Le premier assaut, qui est aussi celui qui vient de plus haut, est signé par le cardinal Walter Kasper. Dans un livret sorti le même jour en Allemagne et en Italie, il fait l’éloge du « changement de paradigme » inauguré par le Pape François avec l’exhortation « Amoris laetitia ».  Un changement de paradigme – écrit Kasper – qui ne se limite pas à autoriser la communion aux divorcés remariés mais qui « concerne la théologie morale en général et qui a donc des effets sur de nombreuses situations analogues », parmi lesquelles, précisément, le recours aux méthodes artificielles de régulation des naissances.

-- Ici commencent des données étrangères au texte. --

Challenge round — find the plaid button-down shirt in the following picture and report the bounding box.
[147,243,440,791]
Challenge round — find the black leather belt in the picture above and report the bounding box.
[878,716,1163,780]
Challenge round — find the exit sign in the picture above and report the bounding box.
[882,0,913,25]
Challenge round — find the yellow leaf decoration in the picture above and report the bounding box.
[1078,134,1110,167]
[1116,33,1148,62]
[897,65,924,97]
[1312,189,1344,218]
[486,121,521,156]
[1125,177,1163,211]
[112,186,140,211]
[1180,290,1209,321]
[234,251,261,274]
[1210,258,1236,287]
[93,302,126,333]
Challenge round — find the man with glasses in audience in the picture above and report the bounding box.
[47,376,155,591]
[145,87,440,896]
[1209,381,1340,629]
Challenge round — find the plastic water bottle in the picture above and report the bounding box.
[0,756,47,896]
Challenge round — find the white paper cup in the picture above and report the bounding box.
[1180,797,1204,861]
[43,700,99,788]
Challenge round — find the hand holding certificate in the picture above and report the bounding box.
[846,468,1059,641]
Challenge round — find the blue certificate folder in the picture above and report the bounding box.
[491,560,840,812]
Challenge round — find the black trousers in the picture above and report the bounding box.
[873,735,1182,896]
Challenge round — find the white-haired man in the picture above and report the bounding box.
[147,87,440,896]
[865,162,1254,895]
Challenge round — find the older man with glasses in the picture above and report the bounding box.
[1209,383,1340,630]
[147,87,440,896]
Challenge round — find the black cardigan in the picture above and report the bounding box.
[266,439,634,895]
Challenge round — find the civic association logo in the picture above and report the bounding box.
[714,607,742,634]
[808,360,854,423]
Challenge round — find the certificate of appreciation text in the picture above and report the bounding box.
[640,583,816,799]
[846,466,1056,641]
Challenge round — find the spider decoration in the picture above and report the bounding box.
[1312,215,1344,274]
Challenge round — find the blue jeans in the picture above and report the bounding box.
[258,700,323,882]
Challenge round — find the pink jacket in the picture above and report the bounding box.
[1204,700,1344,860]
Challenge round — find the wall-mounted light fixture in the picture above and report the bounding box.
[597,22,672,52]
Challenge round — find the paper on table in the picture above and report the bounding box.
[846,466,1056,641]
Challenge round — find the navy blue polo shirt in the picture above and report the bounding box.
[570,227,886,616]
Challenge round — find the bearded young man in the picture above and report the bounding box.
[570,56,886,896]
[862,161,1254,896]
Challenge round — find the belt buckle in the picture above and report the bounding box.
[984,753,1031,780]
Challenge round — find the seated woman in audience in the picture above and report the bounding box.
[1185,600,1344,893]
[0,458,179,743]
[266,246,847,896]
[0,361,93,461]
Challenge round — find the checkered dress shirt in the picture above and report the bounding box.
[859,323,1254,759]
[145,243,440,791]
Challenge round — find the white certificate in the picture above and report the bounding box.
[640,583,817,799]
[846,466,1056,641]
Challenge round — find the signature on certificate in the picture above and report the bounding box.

Kasper ne trouve pas dans « Amoris laetitia » le passage – qui n’existe d’ailleurs pas – légitimant l’usage des contraceptifs. Il fait cependant remarquer qu’en citant l’encyclique de Paul VI, François « encourage à recourir à la méthode d’observation des périodes naturelles de fécondité mais qu’il ne dit rien des autres méthodes de planning familial et qu’il évite toute définition casuistique ».  Et Kasper d’en déduire que « dans Amoris laetitia, même le non-dit nous dit quelque chose », donnant de fait le feu vert aux contraceptifs et s’en remettant à la « décision en âme et conscience » de chacun quant à leur utilisation.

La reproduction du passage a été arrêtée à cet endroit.